The assassination of Rafik Hariri, the Lebanese Prime Minister who refused to toe the Syrian line, and the dramatic events following it placed the 30-year old Syrian intervention in Lebanon back on the Lebanese, Arab and international agendas. This article will both analyze Syrian interests in Lebanon and examine the main stages of Syria’s assumption of control of it, from the beginning of the civil war to the régime of Bashar Assad. It will also examine the weakening of that control, culminating in Hariri’s assassination, mass demonstrations of opponents of the “Syrian order” and its Hezbollah-led supporters. The combined pressure exerted by the international (even Arab) community and internal Lebanese elements led to the withdrawal of Syrian forces from Beirut and north Lebanon, currently (April 2005) underway.
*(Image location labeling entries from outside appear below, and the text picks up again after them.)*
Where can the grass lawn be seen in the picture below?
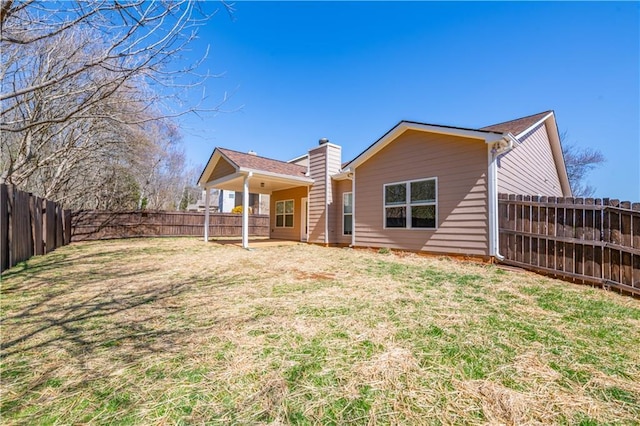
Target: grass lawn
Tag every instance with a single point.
(175, 331)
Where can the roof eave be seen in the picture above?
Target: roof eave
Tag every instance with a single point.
(257, 172)
(486, 135)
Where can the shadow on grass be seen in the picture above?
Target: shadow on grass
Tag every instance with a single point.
(91, 312)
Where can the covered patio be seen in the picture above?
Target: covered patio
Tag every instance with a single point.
(247, 174)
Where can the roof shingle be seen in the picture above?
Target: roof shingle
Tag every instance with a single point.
(517, 126)
(255, 162)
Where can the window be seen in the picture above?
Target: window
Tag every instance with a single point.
(284, 214)
(347, 213)
(410, 204)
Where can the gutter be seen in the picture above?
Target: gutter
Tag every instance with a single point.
(496, 149)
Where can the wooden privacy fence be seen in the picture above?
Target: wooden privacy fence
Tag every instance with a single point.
(29, 226)
(584, 240)
(100, 225)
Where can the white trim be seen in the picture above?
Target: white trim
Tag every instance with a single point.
(206, 214)
(257, 172)
(284, 214)
(493, 152)
(343, 175)
(245, 211)
(344, 214)
(304, 218)
(353, 211)
(407, 205)
(223, 180)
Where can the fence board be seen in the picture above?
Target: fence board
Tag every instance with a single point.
(23, 227)
(96, 225)
(584, 240)
(4, 227)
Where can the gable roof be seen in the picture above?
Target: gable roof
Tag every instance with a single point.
(486, 136)
(254, 162)
(518, 125)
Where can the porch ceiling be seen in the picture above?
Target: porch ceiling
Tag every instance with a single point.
(258, 183)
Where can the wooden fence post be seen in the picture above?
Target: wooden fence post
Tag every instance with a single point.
(4, 227)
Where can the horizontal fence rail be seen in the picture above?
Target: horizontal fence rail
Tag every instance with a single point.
(100, 225)
(583, 240)
(29, 226)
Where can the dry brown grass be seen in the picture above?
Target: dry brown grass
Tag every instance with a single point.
(156, 331)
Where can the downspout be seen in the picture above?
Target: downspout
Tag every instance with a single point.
(495, 150)
(353, 208)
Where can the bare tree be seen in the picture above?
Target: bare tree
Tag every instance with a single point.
(579, 161)
(81, 82)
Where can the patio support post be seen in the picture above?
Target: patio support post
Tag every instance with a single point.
(245, 211)
(206, 214)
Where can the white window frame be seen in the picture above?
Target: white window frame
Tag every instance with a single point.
(347, 214)
(284, 214)
(407, 204)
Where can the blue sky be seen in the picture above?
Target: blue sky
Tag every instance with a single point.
(349, 71)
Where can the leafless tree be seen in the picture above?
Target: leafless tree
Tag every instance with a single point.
(81, 82)
(579, 161)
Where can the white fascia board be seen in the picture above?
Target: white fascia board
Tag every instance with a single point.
(536, 124)
(487, 137)
(277, 176)
(215, 157)
(558, 156)
(222, 180)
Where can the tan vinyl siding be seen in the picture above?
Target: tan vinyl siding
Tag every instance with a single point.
(317, 195)
(324, 161)
(223, 168)
(460, 166)
(529, 168)
(295, 194)
(304, 161)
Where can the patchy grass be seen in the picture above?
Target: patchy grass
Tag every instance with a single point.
(177, 331)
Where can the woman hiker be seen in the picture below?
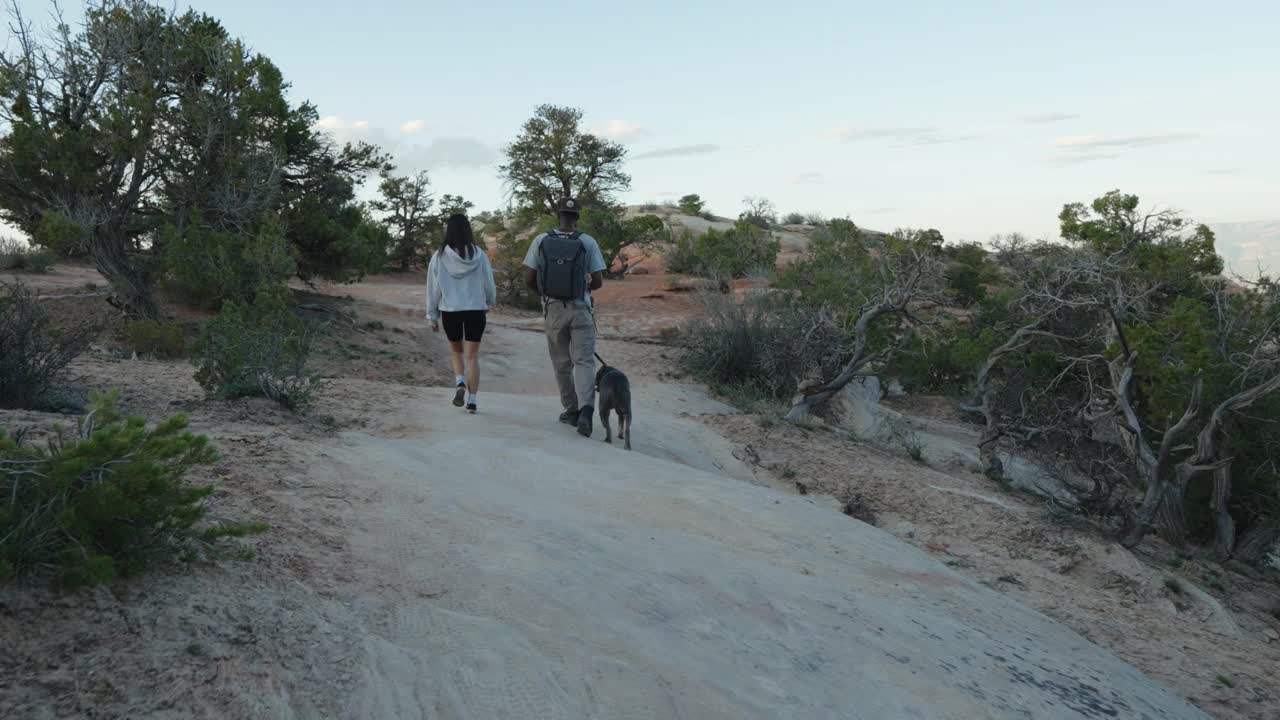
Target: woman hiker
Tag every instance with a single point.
(460, 291)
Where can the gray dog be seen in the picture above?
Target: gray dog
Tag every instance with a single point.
(613, 393)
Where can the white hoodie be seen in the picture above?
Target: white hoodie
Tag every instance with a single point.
(456, 283)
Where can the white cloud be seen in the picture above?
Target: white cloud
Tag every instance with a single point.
(1087, 142)
(1042, 118)
(412, 156)
(1082, 158)
(808, 178)
(854, 135)
(705, 149)
(330, 123)
(621, 131)
(901, 136)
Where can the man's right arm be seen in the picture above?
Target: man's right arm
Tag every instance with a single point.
(531, 264)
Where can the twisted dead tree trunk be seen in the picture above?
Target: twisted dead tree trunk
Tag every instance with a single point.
(984, 397)
(1208, 460)
(905, 277)
(813, 395)
(1164, 495)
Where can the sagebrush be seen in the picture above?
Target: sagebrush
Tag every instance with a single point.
(736, 253)
(257, 350)
(155, 340)
(764, 341)
(105, 500)
(19, 256)
(33, 351)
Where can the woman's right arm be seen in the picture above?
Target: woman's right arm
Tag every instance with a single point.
(433, 290)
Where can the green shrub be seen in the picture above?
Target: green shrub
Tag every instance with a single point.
(105, 501)
(691, 204)
(762, 345)
(208, 267)
(158, 340)
(969, 272)
(257, 350)
(21, 258)
(33, 352)
(759, 212)
(681, 256)
(736, 253)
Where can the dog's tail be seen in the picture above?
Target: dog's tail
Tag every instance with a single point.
(625, 418)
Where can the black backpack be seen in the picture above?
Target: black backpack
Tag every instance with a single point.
(562, 273)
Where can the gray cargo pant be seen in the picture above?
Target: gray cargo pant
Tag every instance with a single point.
(571, 340)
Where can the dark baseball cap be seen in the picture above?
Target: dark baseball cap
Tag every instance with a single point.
(570, 205)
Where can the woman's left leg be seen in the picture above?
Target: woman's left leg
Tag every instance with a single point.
(471, 358)
(475, 324)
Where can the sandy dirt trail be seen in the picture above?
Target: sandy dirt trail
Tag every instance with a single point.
(526, 573)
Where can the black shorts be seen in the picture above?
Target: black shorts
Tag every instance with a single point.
(467, 324)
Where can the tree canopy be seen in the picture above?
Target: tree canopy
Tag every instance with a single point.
(144, 121)
(553, 158)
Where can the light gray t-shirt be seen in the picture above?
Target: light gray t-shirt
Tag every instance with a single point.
(594, 260)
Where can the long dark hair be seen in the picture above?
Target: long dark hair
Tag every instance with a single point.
(458, 236)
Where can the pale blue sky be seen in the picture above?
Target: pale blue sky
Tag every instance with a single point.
(977, 118)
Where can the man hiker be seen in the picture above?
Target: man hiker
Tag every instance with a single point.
(565, 265)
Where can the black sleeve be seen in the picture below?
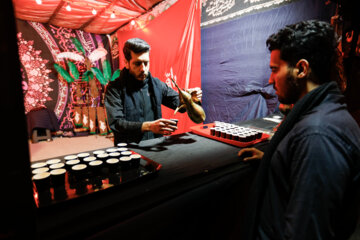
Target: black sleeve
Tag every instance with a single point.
(318, 180)
(116, 116)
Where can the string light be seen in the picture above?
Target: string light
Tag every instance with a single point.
(68, 7)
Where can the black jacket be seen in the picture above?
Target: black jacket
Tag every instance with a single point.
(124, 108)
(314, 176)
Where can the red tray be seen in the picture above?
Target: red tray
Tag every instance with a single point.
(204, 130)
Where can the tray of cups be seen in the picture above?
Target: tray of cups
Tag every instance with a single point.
(72, 176)
(230, 133)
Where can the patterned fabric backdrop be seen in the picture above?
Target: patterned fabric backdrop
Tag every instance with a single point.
(39, 46)
(234, 58)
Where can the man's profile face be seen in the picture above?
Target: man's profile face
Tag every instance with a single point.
(284, 82)
(139, 65)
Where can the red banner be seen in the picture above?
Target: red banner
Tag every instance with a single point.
(174, 37)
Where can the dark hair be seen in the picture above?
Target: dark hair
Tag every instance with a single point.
(314, 41)
(135, 45)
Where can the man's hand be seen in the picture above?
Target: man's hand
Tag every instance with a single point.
(251, 154)
(160, 126)
(196, 94)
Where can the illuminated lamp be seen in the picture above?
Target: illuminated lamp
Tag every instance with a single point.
(68, 8)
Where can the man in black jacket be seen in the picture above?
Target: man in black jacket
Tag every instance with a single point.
(308, 179)
(133, 101)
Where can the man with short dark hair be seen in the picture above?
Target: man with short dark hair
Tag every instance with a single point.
(133, 101)
(307, 182)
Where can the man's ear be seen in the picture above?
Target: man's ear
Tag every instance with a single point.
(302, 68)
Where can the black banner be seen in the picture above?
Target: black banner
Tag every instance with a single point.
(218, 11)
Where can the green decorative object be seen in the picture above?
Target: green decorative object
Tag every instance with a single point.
(63, 73)
(73, 70)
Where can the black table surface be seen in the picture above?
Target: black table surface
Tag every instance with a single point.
(193, 168)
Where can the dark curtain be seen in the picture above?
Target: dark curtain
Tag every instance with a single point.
(235, 60)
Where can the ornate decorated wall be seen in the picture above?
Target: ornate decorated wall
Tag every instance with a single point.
(77, 101)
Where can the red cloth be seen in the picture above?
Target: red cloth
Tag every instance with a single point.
(174, 38)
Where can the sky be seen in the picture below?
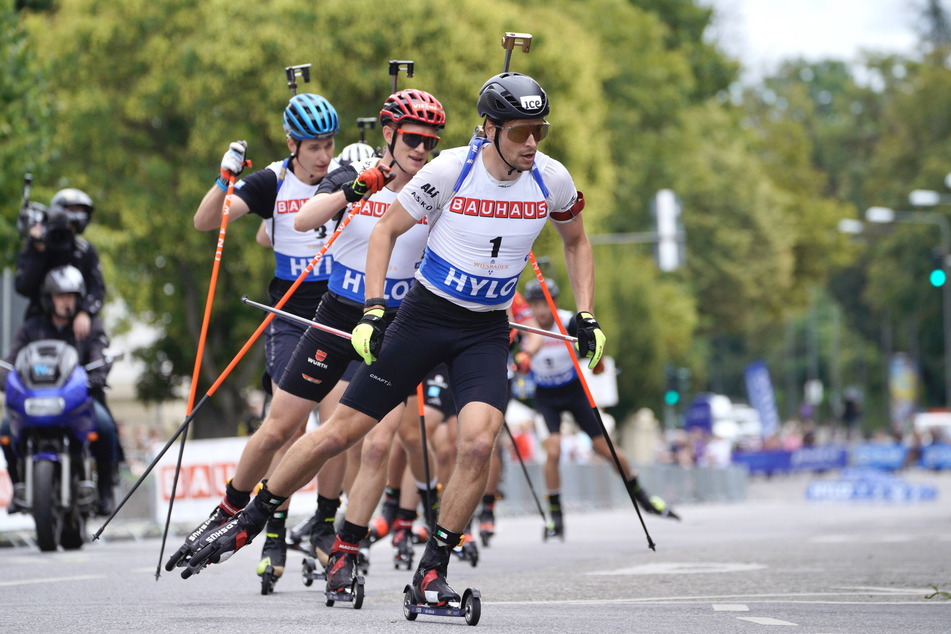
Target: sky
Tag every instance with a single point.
(760, 33)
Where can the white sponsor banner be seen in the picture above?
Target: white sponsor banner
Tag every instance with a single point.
(206, 467)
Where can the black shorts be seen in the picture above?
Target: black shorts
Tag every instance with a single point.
(320, 358)
(281, 335)
(550, 402)
(427, 331)
(436, 391)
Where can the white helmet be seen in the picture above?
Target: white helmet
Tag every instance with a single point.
(355, 152)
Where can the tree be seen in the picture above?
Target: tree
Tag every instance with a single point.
(24, 122)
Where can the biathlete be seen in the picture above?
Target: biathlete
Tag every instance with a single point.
(276, 193)
(558, 389)
(486, 204)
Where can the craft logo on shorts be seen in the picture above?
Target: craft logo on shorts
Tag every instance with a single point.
(318, 359)
(531, 102)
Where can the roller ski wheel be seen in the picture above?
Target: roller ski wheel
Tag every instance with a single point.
(469, 608)
(311, 572)
(268, 580)
(554, 530)
(353, 595)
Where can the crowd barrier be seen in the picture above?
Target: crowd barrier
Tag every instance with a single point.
(884, 457)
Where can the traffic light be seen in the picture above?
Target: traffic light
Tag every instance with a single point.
(672, 389)
(939, 275)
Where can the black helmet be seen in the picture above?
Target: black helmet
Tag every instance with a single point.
(59, 229)
(534, 293)
(512, 96)
(70, 197)
(62, 279)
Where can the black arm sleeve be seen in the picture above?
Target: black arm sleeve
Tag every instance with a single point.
(32, 266)
(92, 274)
(336, 179)
(259, 192)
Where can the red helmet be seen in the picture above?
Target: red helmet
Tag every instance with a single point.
(413, 106)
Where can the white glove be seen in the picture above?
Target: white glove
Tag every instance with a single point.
(232, 163)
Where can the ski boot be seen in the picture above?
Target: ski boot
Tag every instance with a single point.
(467, 550)
(403, 543)
(430, 592)
(651, 503)
(556, 527)
(487, 520)
(221, 514)
(273, 558)
(343, 582)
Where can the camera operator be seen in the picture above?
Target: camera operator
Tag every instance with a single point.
(52, 240)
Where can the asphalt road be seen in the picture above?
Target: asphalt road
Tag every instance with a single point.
(772, 562)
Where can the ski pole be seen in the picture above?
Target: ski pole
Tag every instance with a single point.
(234, 362)
(594, 408)
(421, 410)
(199, 353)
(531, 487)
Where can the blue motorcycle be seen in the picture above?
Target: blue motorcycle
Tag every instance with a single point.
(53, 422)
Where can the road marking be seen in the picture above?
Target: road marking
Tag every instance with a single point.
(24, 582)
(763, 620)
(680, 568)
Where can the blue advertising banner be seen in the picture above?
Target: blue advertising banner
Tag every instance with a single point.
(877, 456)
(936, 456)
(759, 387)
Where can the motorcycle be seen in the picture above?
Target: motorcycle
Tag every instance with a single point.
(53, 422)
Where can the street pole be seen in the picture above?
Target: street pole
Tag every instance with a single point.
(884, 214)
All are harbingers of the end of the Taif régime (1989 to the present) and the beginning of a new era for Lebanon and Syrian intervention. Damascus’ dominance can be expected to decrease and be less visible than in the past while Lebanese power bases – Syrian supporters and opponents – will enjoy greater freedom of action. Those two factors wording together are liable to make Lebanon once again an arena for clashes between Lebanese, Middle Eastern and international forces, and a focus of regional unrest and instability which may spill into Syria per se as well.